Chin: no regrets; Cull: need lure

Peter Chin
Peter Chin
Former Dunedin mayor Peter Chin rejects claims Forsyth Barr Stadium was oversold and says he has no regrets over the decision to build it.

However, the man who replaced him as mayor, Dave Cull, has reiterated his belief the stadium model was designed "to convince people to build it", and says changes are needed.

That could include a new events fund to pay incentives to lure promoters to Dunedin, which would be considered as part of the review of the stadium and Dunedin Venues Management Ltd.

Messrs Cull and Chin were responding to concerns about the stadium project raised by David Davies, the man until this week tasked with running it.

Mr Chin said he struggled to recall some project details, including contingencies in stadium budgets, and did not want to "muddy the waters" by commenting on those claims.

However, he denied the stadium had been oversold to convince councillors to build it, instead describing it as a methodical process worked through over months.

Councillors had to be convinced various requirements were met before voting on whether to build it, and the result was 10-4 in favour, he said.

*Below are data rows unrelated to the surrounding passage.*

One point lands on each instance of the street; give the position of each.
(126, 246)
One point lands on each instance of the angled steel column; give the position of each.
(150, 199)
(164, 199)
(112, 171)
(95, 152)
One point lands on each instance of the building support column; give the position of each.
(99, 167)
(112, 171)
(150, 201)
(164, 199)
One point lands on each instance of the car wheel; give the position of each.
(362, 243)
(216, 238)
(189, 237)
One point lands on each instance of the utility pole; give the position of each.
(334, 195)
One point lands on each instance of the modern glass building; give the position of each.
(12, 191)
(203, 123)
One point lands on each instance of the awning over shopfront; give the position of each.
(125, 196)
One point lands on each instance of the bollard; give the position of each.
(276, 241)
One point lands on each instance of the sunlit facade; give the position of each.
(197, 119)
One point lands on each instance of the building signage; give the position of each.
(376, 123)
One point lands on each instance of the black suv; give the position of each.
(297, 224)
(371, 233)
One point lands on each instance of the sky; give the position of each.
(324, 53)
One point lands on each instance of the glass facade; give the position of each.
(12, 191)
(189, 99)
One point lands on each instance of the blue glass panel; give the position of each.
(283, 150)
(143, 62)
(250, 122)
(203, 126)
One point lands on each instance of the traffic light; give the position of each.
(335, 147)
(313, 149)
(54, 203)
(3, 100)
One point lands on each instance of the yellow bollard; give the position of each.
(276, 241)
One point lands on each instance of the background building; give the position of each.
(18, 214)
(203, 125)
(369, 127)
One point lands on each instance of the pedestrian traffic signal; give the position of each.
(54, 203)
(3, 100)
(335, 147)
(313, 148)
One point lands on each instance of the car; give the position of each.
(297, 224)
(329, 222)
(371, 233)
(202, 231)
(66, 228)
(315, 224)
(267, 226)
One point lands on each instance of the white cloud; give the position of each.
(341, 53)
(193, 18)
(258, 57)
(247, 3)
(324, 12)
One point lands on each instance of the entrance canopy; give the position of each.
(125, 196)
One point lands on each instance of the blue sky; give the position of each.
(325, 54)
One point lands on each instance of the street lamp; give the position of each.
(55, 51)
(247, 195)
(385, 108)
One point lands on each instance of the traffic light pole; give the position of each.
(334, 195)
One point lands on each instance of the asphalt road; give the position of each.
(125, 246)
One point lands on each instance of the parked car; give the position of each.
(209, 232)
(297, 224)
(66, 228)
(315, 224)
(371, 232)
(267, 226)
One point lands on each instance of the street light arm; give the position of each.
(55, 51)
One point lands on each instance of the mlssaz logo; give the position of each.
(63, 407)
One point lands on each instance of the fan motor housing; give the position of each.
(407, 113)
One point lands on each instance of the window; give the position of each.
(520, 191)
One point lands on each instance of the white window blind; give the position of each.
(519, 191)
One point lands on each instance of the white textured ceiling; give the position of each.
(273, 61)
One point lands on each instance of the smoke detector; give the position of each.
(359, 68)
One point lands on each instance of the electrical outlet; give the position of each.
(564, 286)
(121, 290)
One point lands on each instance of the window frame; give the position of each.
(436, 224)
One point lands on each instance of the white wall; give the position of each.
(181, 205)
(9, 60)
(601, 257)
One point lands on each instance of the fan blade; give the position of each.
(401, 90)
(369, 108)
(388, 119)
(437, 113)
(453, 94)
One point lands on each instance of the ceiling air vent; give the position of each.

Mr Chin's involvement had ceased "when the results of the election were known" in October 2010, but he had "no second thoughts".

"I have no regrets on having made the decision that was made, on the basis of all the facts and all the procedure that we went through."

Dave Cull
Dave Cull
Asked about Mr Davies' call for the city to move on, Mr Cull said he agreed and had already said so publicly.

An events fund would be considered during the stadium review, as it was clear something needed to be done, Mr Cull said.

"If the stadium is going to provide the economic benefit to the city that it could, we have to find ways to incentivise events into the city."

Asked if the venue had been oversold to convince people to build it, Mr Cull said the review would address that, too.

The old operating model "isn't necessarily the most appropriate model now" and would be reconsidered as part of the review, he said.

He also conceded the council of the day had made an "assumption" the Edgar Centre would become part of DVML, despite being run by an independent trust.

"The council couldn't make that promise in the first place."

Asked if that was an error, Mr Cull said: "You can call it what you like."

Carisbrook Stadium Trust chairman Malcolm Farry and former Dunedin City Council chief executive Jim Harland - who is now working for the New Zealand Transport Agency - did not return calls late this week.